还好官方上面文字说需要继承Dataset这个抽象类,实现__getitem__和__len__方法就ok了。
class CatDogDataSet(Dataset):
def __init__(self):
pass
def __getitem__(self, index):
pass
def __len__(self):
pass
我是谁?我在哪?我在干什么?完全不知道如何实现好吧
我知道ImageNet是从网上拉下来zip包解压后处理图片读取图片的,不妨看看ImageNet是如何实现的class ImageNet(ImageFolder):
。ImageFolder
!!!这个类让我有预感我很快就可以copy了。果然datasets.ImageFolder(root)
传入数据根目录且符合下面的格式就可以读取自定义数据集。
class ImageFolder(DatasetFolder):
"""A generic data loader where the images are arranged in this way by default: ::
root/dog/xxx.png
root/dog/xxy.png
root/dog/[...]/xxz.png
root/cat/123.png
root/cat/nsdf3.png
root/cat/[...]/asd932_.png
完结撒花?我的数据集格式和ImageFolder需要的格式不一样
最简单的方法当然是写个脚本整理为官方需求的格式,但是我不忘初心,说自定义就是自定义,copy99%也要自定义,而且移动数据的成本高,改改代码读取逻辑就能完成当然要改代码了
源码中find_classes方法,根据目录名定义classes变量改为classes = list(frozenset([i.split('.')[0] for i in os.listdir(directory)]))
就可以了
def find_classes(directory: str) -> Tuple[List[str], Dict[str, int]]:
"""Finds the class folders in a dataset.
See :class:`DatasetFolder` for details.
"""
classes = sorted(entry.name for entry in os.scandir(directory) if entry.is_dir())
if not classes:
raise FileNotFoundError(f"Couldn't find any class folder in {directory}.")
class_to_idx = {cls_name: i for i, cls_name in enumerate(classes)}
return classes, class_to_idx
再看数据集部分
for target_class in sorted(class_to_idx.keys()):
class_index = class_to_idx[target_class]
"""
源码是判断目录是否与当前target一致,一直则读取这一目录
target_dir = os.path.join(directory, target_class)
if not os.path.isdir(target_dir):
continue
"""
for root, _, fnames in sorted(os.walk(directory, followlinks=True)):
for fname in sorted(fnames):
# TODO: 在此处添加判断,当前文件名是否包含target
if target_class in fname:
path = os.path.join(root, fname)
if is_valid_file(path):
item = path, class_index
instances.append(item)
if target_class not in available_classes:
available_classes.add(target_class)
献上完整自定义数据集代码
import os
from typing import Dict, Optional, Tuple, Callable, List, Union, cast
from torchvision.datasets import ImageFolder
from torchvision.datasets.folder import IMG_EXTENSIONS, has_file_allowed_extension
def find_classes(directory: str) -> Tuple[List[str], Dict[str, int]]:
classes = list(frozenset([i.split('.')[0] for i in os.listdir(directory)]))
if not classes:
raise FileNotFoundError(f"Couldn't find any class folder in {directory}.")
class_to_idx = {cls_name: i for i, cls_name in enumerate(classes)}
return classes, class_to_idx
def make_dataset(
directory: str,
class_to_idx: Optional[Dict[str, int]] = None,
extensions: Optional[Union[str, Tuple[str, ...]]] = None,
is_valid_file: Optional[Callable[[str], bool]] = None,
) -> List[Tuple[str, int]]:
"""Generates a list of samples of a form (path_to_sample, class).

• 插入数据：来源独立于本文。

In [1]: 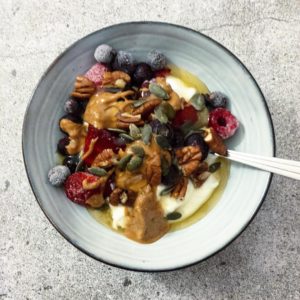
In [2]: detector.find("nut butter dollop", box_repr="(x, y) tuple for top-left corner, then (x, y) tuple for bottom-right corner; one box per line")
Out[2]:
(59, 119), (87, 155)
(83, 91), (134, 129)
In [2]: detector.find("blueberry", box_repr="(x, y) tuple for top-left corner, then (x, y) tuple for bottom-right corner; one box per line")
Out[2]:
(185, 133), (209, 160)
(63, 155), (79, 173)
(94, 44), (116, 64)
(57, 137), (70, 155)
(48, 166), (71, 186)
(147, 50), (167, 71)
(171, 128), (184, 148)
(150, 119), (174, 141)
(161, 165), (181, 186)
(132, 63), (153, 86)
(113, 51), (134, 74)
(64, 99), (82, 116)
(206, 92), (228, 108)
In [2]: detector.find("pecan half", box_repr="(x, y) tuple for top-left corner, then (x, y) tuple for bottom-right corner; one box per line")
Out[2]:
(204, 127), (227, 156)
(92, 149), (117, 168)
(144, 153), (161, 186)
(171, 177), (189, 199)
(117, 112), (144, 129)
(132, 99), (161, 116)
(175, 146), (202, 176)
(71, 76), (96, 99)
(102, 71), (131, 88)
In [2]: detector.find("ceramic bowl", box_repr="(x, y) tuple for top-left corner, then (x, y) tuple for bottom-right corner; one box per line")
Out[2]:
(23, 22), (275, 271)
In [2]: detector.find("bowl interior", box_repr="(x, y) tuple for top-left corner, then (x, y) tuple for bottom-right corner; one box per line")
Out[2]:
(23, 23), (274, 271)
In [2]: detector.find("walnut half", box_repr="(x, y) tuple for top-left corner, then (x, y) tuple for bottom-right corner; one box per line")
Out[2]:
(71, 76), (96, 99)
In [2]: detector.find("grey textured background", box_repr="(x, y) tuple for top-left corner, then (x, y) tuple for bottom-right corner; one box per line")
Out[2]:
(0, 0), (300, 300)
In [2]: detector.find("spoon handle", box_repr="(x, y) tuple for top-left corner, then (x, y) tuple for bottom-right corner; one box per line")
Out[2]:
(217, 150), (300, 180)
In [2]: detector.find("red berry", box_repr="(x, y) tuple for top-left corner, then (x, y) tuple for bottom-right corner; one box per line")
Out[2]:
(64, 172), (101, 205)
(208, 108), (239, 139)
(83, 125), (120, 166)
(173, 105), (198, 127)
(154, 68), (171, 77)
(84, 63), (107, 85)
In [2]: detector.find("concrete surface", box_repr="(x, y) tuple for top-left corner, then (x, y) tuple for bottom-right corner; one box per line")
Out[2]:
(0, 0), (300, 300)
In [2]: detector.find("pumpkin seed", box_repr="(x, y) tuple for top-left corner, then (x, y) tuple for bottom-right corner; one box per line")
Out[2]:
(208, 161), (221, 173)
(88, 167), (107, 176)
(130, 146), (145, 158)
(154, 106), (169, 124)
(127, 156), (143, 172)
(149, 82), (170, 100)
(129, 124), (141, 140)
(159, 185), (174, 196)
(190, 93), (205, 111)
(142, 124), (152, 145)
(167, 211), (182, 221)
(118, 154), (132, 171)
(155, 135), (171, 149)
(160, 156), (170, 176)
(132, 99), (148, 107)
(120, 133), (134, 142)
(107, 128), (127, 133)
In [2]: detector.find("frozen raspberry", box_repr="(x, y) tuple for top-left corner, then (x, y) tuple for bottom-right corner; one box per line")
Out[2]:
(83, 125), (120, 166)
(84, 63), (107, 85)
(208, 108), (239, 139)
(173, 106), (198, 127)
(64, 172), (101, 205)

See :class:`DatasetFolder` for details.
Note: The class_to_idx parameter is here optional and will use the logic of the ``find_classes`` function
by default.
"""
directory = os.path.expanduser(directory)
if class_to_idx is None:
_, class_to_idx = find_classes(directory)
elif not class_to_idx:
raise ValueError("'class_to_index' must have at least one entry to collect any samples.")
both_none = extensions is None and is_valid_file is None
both_something = extensions is not None and is_valid_file is not None
if both_none or both_something:
raise ValueError("Both extensions and is_valid_file cannot be None or not None at the same time")

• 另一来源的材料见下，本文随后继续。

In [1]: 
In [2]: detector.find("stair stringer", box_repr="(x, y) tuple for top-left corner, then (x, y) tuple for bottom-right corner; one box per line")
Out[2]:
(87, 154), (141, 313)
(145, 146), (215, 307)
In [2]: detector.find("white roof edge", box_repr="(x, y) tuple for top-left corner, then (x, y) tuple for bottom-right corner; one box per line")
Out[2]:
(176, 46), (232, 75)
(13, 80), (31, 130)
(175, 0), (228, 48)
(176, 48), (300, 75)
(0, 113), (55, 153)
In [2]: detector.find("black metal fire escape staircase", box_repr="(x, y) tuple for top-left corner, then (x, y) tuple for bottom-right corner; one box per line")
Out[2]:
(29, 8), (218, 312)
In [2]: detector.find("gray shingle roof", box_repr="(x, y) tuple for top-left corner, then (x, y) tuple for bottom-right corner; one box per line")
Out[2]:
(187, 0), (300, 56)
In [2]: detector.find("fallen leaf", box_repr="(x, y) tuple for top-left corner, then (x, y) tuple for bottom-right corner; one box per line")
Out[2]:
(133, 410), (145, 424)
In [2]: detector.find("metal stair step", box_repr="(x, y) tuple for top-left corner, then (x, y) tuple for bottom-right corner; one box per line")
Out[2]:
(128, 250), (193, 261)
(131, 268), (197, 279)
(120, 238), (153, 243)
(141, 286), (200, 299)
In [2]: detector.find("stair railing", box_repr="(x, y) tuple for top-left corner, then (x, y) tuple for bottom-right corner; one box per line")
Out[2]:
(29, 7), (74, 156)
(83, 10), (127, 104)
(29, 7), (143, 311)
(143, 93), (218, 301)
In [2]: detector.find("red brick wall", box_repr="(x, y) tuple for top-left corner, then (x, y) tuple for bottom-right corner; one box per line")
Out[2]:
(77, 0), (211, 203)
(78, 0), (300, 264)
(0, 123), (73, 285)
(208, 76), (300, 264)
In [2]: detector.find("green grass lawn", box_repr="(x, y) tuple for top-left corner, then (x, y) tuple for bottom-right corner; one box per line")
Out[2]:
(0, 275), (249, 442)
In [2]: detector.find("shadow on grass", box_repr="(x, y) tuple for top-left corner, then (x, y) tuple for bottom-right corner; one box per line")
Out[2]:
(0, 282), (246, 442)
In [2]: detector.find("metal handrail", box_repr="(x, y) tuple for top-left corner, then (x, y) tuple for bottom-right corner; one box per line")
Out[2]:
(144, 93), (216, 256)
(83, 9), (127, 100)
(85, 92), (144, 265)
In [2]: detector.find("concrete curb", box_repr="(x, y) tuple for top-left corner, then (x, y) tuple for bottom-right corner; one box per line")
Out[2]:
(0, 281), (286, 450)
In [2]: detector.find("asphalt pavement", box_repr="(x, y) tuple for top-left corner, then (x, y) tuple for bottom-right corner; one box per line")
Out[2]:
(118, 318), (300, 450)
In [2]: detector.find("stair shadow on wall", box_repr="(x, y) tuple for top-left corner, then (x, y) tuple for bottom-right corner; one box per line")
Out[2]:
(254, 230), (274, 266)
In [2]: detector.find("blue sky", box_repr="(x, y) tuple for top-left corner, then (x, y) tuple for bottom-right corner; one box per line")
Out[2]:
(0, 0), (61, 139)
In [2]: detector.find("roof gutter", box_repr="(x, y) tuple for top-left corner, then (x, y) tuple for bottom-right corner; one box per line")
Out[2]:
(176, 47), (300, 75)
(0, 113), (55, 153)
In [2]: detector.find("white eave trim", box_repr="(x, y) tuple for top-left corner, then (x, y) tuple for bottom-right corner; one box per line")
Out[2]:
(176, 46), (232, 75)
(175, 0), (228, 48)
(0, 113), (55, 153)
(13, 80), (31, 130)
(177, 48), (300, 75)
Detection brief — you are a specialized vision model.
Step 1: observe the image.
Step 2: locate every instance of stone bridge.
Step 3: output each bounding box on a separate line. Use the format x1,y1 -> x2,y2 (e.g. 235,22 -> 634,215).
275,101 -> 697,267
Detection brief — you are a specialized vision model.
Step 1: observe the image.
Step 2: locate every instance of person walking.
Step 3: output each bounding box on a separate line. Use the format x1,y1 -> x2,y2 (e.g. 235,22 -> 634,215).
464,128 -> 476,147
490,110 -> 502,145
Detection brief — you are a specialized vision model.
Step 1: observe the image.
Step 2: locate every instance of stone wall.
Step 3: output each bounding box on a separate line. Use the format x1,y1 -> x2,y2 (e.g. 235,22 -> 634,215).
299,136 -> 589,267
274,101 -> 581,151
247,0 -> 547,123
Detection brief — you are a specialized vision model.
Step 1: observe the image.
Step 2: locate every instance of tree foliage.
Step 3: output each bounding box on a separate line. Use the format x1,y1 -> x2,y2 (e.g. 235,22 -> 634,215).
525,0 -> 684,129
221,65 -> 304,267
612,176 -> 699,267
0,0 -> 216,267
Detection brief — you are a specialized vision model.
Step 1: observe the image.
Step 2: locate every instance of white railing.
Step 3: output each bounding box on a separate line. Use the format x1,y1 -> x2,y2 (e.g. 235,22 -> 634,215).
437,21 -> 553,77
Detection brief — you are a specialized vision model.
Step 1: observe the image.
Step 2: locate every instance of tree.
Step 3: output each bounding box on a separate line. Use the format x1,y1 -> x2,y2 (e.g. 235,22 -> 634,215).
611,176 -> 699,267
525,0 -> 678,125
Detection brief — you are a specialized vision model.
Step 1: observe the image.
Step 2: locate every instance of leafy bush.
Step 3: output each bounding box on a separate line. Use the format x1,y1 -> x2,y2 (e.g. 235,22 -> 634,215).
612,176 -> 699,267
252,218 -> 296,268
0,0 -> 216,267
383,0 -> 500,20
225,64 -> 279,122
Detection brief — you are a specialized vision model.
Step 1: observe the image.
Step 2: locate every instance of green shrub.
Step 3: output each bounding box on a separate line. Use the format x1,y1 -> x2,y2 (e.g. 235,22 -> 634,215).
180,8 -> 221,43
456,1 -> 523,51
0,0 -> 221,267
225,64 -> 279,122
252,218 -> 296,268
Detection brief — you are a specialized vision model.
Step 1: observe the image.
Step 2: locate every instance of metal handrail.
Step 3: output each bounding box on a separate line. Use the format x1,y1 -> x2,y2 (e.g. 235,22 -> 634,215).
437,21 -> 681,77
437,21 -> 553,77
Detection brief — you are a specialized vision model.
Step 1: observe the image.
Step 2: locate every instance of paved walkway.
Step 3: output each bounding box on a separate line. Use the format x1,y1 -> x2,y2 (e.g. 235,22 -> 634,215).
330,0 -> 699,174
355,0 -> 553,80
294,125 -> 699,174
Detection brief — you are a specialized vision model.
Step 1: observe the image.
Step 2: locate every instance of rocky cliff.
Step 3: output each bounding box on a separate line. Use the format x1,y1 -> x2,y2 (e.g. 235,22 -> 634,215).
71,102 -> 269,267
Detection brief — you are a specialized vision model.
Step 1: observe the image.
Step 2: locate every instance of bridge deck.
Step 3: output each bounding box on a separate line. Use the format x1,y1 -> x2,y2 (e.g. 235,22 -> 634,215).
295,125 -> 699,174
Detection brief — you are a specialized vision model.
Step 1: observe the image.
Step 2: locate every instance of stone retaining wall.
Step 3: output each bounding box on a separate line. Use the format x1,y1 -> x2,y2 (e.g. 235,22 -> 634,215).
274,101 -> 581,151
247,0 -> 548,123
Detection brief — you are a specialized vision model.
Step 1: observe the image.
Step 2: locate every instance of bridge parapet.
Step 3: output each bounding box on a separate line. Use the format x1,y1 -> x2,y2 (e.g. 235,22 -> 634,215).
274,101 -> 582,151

if extensions is not None:
def is_valid_file(x: str) -> bool:
return has_file_allowed_extension(x, extensions) # type: ignore[arg-type]
is_valid_file = cast(Callable[[str], bool], is_valid_file)
instances = []
available_classes = set()
for target_class in sorted(class_to_idx.keys()):
class_index = class_to_idx[target_class]
# target_dir = os.path.join(directory, target_class)
# if not os.path.isdir(target_dir):
# continue
for root, _, fnames in sorted(os.walk(directory, followlinks=True)):
for fname in sorted(fnames):
if target_class in fname:
path = os.path.join(root, fname)
if is_valid_file(path):
item = path, class_index
instances.append(item)
if target_class not in available_classes:
available_classes.add(target_class)
empty_classes = set(class_to_idx.keys()) - available_classes
if empty_classes:
msg = f"Found no valid file for the classes {', '.join(sorted(empty_classes))}. "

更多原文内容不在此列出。